Despite his unyouthful appearance he claims to be 30, so he must have that Benjamin Button thing, hopefully we can squeeze another year out of him
Wayne Banthorpe – 11.4 out of 10
Speed kills and Seftons second fastest has it in abundance, 19 times the opposition couldn’t get anywhere near him, and if everyone wasn’t scared of playing us in 2025 then Les Inghams record could have been shattered. He physically can’t run in a straight line; he’s like someone unknowingly sat on a ps5 controller while playing on FIFA.
The unholiest of the trinity
Will Mesham – 10 out of 10
We squeezed two games out of this little cutie, a scrum half masterclass and some wing wizardry, due to our 57 wingers we couldn’t pick him more, but he was always in my thoughts, especially the dark recesses of my mind.
Lughaidh Power – 10 out of 10
A brief pit stop in between the teams on either side of us. Still, he was dominant, he came, he saw, he came again
Sam Gallear – 10 out of 10
A slimmed down Sam came to play, dominating both Collegiate and New Brighton. One unexpected side of the Ozempic was it prevented him from passing the ball. Though his carrying lost none of its power.
Tom Donnelly – 10 out of 10
He may be the 3s new fly half but when they don’t have a game he's our jug buying winger
Pete Johnson – 10 out of 10
Last year we were forced to pick his son if we got to pick him. Luckily this year round he didn’t put such restrictions on us, allowing us to enjoy some vintage second rowing
Paul Murphy – 10 out of 10
Doesn’t have a position, doesn’t need a position, just get out there my sweet little pea and dominate, another home game staple.

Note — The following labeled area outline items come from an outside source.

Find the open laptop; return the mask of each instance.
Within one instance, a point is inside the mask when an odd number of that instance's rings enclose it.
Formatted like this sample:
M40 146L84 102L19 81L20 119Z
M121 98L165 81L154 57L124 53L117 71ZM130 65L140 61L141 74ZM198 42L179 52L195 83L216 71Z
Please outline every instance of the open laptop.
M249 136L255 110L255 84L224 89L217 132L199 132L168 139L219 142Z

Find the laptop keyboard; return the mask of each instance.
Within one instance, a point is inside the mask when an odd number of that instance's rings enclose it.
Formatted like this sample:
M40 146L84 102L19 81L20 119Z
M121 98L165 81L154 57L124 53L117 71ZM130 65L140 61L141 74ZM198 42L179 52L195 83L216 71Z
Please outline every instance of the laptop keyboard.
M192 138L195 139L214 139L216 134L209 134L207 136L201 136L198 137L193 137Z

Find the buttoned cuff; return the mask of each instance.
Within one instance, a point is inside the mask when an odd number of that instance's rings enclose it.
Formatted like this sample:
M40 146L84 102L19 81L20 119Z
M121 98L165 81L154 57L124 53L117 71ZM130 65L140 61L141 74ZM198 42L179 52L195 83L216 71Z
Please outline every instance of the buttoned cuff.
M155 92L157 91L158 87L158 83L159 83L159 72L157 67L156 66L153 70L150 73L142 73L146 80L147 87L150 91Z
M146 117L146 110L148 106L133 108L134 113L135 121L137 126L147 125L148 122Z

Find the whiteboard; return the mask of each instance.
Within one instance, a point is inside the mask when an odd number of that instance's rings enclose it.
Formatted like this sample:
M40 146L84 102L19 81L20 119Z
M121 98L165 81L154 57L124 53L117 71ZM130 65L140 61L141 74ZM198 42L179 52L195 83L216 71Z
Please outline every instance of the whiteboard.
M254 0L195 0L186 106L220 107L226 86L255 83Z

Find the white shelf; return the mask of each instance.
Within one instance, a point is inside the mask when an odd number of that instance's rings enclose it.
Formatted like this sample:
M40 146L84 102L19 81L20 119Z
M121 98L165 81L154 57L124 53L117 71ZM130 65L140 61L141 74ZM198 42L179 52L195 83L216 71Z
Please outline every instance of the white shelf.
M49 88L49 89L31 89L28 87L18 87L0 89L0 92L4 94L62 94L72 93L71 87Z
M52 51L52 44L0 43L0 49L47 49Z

Giz – ahh hes not going to read this.
Your vice Captain
Shamling
Editors Notes:
A brief mention of our stand in captain, sHamling. Since JP went for milk, he has been the leader, making himself available as a utility player, astonishingly adding prop and hooker to his repertoire. OK, his hooking needs some work, but still impressive. He may yet be classed as a real rugby player. He has a talent for hitting the opposition with his face, and has nearly mastered the art of punctuation, we could maybe make a captain of him yet. Maybe we could conduct a test to see who the players favourite captain is, a captain-off?
Ali did play for the seconds, he was awesome.